Me han dicho que El Alto es una potencia económica. Y les creo. Pero mientras les creo, paso en ese taxi viejo y con un conductor casi sordo que apenas entiende nuestra premura, y lo único potente que veo es pobreza, carencia, ilegalidad, informalidad, suciedad, caos, desorden, trancadera, bocinas, irrespeto, sombras y bullas.

¿Racista? ¿Discriminadora? Seeeeeeee……seeeeeee……El Alto es caótico por culpa de un Estado no solo caótico, folklórico el pobre porque mierda que es folklórico…igualito que nosotros que también lo somos.

¿Racista? Como quieras, pero es mi verdad, es la que ven mis ojos con tristeza, claro está.

Dicen que en El Alto se hacen las grandes fortunas, de ahí los cholets y otros anuncios de nueva burguesía…caray, pero lo que vi anoche fue un grupo social enorme comprando de la tierra, una tierra que importa verduras y frutas del Perú, que importa ropa usada para favorecer a un comerciante que no paga impuestos y que es rico a costa de la pobreza…cuándo no….la pobreza, alimento de bárbaros.

Ojalá, en esa mi visión “racista y discriminadora” que algún día este país cambie. Ojalá seamos un poquito más apegados a la ética y a la estética que nos haga una sociedad más exigente con quienes hacen las políticas de Estado.

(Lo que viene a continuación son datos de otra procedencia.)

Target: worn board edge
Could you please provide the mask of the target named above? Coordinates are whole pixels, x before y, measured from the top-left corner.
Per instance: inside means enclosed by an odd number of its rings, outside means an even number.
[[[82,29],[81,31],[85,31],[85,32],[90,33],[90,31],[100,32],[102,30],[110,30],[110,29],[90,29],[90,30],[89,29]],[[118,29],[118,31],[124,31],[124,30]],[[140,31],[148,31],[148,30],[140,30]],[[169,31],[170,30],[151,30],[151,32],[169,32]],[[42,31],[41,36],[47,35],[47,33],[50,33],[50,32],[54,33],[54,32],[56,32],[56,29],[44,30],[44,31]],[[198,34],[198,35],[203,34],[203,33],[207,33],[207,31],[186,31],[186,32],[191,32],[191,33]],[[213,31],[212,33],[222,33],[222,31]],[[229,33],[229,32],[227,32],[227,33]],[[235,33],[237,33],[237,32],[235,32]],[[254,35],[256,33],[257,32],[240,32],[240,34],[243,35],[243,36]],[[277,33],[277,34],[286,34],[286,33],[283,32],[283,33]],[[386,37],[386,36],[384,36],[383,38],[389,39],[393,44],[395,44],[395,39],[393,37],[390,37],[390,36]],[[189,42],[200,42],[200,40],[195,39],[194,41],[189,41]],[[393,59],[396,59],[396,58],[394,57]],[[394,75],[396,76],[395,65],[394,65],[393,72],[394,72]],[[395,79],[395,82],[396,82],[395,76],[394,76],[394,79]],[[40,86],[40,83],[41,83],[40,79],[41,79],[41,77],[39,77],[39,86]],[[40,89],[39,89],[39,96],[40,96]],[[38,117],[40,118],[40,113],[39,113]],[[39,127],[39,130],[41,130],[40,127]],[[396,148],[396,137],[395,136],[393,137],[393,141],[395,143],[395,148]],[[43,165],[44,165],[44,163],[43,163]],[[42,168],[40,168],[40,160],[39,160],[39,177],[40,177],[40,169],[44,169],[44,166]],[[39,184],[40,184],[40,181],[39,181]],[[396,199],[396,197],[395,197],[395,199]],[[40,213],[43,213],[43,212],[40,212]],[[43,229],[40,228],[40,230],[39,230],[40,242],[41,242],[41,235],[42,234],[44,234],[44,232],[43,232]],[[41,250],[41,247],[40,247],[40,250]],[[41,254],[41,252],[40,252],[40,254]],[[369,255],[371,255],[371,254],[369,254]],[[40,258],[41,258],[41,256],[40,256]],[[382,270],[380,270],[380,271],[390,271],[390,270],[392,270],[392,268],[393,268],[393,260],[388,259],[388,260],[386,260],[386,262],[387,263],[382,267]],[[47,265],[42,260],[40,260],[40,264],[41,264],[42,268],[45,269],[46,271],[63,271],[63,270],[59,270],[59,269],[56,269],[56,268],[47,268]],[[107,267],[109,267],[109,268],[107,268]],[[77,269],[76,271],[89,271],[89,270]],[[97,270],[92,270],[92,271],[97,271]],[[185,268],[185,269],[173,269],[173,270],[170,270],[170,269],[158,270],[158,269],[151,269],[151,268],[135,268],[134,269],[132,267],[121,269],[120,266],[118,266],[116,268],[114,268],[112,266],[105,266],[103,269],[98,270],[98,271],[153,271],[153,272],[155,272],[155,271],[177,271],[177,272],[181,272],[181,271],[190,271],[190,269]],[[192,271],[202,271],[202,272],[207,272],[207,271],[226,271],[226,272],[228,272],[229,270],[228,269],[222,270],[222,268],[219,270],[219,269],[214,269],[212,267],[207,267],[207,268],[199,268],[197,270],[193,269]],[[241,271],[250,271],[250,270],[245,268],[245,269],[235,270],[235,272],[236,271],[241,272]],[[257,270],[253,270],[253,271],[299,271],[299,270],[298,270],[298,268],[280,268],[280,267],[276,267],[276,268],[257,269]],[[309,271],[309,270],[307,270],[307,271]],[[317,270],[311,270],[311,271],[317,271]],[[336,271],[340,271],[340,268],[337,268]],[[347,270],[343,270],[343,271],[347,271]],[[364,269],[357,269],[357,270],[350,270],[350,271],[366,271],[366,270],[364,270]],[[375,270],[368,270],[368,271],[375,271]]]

Esos mercados, en esa planicie alteña, es el más patético signo de una colonización despiadada que ni 10 ni 1000 años serán capaces de borrar porque cohabita con los tenis de caña alta del joven alteño, con el peinado estilo Ronaldo de los mismos jóvenes, con en el vaivén de los enormes aretes de oro de la chola paceña que adora el lujo y el baile (perdón, la danza), está en la fiesta del Gran Poder que moviliza al pueblo al ritmo de una embriagante morenada.

Por eso, cuando me hablan de un proceso de cambio basado en la descolonización, no hago otra cosa que sonrojarme.

¿Qué mirarán Evo y García Linera cuando atraviesan El Alto para llegar al aeropuerto para tomar el avión de treinta y tantos millones de dólares americanos? ¿Será que los llevan por el mismo camino que anoche recorrimos? ¿Cuál será su verdad, no?